In any case, please don't paper over this.

>
> >
> > > +
> > > + /*
> > > + * The atomic_or() above must complete before
> > > + * the atomic_read() below to avoid racing with
> > > + * ipi_mux_unmask().
> > > + */
> > > + smp_mb__after_atomic();
> > > +
> > > + if (atomic_read(&icpu->enable) & ibit)
> > > + cpumask_set_cpu(cpu, send_mask);
> > > + }
> > > +
> > > + /* Trigger the parent IPI */
> > > + ipi_mux_send(send_mask);
> >
> > IPIs are very rarely made pending on more than a single CPU at a
> > time. The overwhelming majority of them are targeting a single CPU. So
> > accumulating bits to avoid doing two or more "send" actions only
> > penalises the generic case.
> >
> > My conclusion is that this "send_mask" can probably be removed,
> > together with the preemption fiddling.
>
> So, we should call ipi_mux_send() for one target CPU at a time ?

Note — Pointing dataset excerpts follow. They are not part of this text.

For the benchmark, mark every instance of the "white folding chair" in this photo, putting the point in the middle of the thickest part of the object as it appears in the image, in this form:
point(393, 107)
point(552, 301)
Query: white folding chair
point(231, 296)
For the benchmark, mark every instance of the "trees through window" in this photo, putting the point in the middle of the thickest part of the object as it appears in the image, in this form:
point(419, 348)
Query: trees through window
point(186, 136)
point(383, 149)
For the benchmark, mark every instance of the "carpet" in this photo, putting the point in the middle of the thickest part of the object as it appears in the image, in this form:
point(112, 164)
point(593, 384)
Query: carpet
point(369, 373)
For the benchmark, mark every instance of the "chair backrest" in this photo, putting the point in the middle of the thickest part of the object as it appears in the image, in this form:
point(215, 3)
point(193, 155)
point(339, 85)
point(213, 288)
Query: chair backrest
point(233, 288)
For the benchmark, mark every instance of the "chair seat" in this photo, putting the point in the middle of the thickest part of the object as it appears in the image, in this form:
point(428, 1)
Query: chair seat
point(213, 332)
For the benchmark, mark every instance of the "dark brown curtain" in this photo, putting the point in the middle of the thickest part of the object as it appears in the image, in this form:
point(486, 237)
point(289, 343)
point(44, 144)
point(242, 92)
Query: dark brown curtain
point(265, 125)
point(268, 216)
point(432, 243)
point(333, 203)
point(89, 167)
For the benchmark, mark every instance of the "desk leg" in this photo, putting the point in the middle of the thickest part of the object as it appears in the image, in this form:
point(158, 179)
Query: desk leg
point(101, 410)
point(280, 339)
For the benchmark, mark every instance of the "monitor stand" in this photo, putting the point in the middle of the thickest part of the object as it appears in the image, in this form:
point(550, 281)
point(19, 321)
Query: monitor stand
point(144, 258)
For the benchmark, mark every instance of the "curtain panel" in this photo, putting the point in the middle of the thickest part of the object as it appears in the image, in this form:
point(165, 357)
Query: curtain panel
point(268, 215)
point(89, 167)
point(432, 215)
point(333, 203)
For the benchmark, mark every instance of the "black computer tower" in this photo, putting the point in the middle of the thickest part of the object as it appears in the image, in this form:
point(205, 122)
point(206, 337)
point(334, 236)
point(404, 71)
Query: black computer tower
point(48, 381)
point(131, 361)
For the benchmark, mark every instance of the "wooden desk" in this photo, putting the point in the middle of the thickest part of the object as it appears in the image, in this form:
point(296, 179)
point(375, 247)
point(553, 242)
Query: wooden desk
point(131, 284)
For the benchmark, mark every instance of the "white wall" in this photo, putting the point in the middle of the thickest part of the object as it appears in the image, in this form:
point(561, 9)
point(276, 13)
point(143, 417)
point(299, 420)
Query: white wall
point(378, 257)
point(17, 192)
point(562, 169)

I think so, as it matches my measurements from a few years ago. It
also simplifies things significantly, leading to better performance
for the common case. Add some instrumentation and see whether this is
still the case though.

>
> >
> > > +
> > > + local_irq_restore(flags);
> > > +}
> > > +
> > > +static const struct irq_chip ipi_mux_chip = {
> > > + .name = "IPI Mux",
> > > + .irq_mask = ipi_mux_mask,
> > > + .irq_unmask = ipi_mux_unmask,
> > > + .ipi_send_mask = ipi_mux_send_mask,
> > > +};
> >
> > OK, you have now dropped the superfluous pre/post handlers. But the
> > need still exists. Case in point, the aic_handle_ipi() prologue and
> > epilogue to the interrupt handling. I have suggested last time that
> > the driver could provide the actual struct irq_chip in order to
> > provide the callbacks it requires.
>
> The aic_handle_ipi() can simply call ipi_mux_process() between
> the prologue and epilogue.

Hmm. OK. That's not what I had in mind, but fair enough.

M.

--
Without deviation from the norm, progress is not possible.